This partnership would enable EA Sports to continue using licensed Premier League material in its video games exclusively, barring both its current competitor eFootball as well as upcoming free-to-play titles like Goals and a potential soccer sim by the sport’s governing body FIFA from having the English league in their games.

A soccer player in FIFA 23.

Manchester City player Erling Haaland, one of Premier League's newest stars.

EA Sports and FIFA have announced the end to their three decades-long partnership in 2022, with FIFA 23 being the last EA Sports title to use that name for now. The publisher and developer has already announced that its upcoming annual soccer sims will be called EA Sports FC.

While EA and FIFA upheld their partnership for 30 years, creating one of the most valuable game franchises in history, internal disputes about financial and creative matters led them to terminate their cooperation.

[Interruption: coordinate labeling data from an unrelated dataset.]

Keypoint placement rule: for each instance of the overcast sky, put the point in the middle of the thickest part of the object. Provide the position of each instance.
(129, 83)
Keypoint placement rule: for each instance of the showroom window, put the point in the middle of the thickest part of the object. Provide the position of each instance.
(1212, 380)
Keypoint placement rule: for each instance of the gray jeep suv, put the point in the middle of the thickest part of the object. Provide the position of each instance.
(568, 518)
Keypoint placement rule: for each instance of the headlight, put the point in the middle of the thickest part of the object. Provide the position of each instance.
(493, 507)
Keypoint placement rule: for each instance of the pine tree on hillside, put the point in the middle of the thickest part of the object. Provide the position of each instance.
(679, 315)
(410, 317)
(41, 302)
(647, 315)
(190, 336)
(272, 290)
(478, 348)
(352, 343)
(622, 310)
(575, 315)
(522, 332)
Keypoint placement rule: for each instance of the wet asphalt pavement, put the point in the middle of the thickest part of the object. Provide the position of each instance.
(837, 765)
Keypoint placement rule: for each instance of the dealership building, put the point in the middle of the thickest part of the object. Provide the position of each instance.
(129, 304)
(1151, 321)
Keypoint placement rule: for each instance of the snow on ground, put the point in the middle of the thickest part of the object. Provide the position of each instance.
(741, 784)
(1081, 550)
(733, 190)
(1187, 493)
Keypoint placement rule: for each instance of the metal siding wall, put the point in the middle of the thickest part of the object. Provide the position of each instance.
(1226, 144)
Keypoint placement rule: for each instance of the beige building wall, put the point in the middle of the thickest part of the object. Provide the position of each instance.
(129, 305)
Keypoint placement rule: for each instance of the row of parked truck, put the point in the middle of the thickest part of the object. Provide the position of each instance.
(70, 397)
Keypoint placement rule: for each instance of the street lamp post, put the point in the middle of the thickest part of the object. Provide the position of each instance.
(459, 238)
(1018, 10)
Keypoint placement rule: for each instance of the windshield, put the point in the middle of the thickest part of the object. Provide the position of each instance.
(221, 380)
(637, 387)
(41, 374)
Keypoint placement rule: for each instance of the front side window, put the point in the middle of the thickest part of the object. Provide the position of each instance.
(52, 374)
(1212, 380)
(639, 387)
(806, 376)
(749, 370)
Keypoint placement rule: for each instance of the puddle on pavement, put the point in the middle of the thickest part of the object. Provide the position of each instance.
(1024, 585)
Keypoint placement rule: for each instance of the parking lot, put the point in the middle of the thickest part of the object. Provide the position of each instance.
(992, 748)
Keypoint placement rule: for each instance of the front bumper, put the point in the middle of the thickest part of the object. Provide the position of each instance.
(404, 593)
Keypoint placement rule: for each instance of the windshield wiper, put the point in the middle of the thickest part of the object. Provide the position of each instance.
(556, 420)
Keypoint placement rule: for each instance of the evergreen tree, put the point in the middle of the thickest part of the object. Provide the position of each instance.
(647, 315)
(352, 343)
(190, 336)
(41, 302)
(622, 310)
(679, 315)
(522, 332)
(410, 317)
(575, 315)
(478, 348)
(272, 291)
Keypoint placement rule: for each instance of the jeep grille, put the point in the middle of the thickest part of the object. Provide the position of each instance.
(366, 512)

Reportedly, FIFA wanted $1 billion from EA for continuing their agreement.

Leaked internal discussions revealed that the company considered this to be unacceptable on top of being restricted creatively, with a leading figure at EA being quoted as saying that all FIFA provided was “four letters on a box” in an age where less and less people actually see the box due to falling physical sales in favor of digital transactions.

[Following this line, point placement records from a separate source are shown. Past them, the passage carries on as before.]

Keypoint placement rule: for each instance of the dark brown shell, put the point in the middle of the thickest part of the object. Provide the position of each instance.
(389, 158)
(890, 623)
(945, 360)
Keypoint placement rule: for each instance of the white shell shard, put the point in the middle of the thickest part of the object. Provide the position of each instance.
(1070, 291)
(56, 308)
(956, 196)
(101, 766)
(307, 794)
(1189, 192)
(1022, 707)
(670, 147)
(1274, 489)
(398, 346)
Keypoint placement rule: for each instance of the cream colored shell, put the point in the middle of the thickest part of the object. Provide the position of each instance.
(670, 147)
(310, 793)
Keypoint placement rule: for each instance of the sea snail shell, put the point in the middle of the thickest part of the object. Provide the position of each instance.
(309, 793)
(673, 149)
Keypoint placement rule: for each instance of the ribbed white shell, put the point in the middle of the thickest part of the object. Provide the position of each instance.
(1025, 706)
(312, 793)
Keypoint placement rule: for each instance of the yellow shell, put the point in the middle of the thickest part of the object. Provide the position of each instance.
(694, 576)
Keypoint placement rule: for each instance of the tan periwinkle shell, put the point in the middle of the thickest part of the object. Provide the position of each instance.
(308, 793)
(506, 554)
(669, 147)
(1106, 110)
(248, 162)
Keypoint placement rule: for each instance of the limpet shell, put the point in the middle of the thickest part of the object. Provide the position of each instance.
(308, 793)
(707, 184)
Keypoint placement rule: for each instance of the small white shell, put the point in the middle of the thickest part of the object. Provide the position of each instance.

It’s widely believed that FIFA is looking to create its own soccer sim or sell its license to another studio to use, capitalizing on its iconic name to become a big player almost immediately.

Most of the relevant and important licenses for leagues, teams, and players are actually held by EA in separate agreements like the one now seemingly being extended with Premier League, however. This means that it’s unlikely that anything substantial will change for players of EA’s game series aside from having to get used to a new name.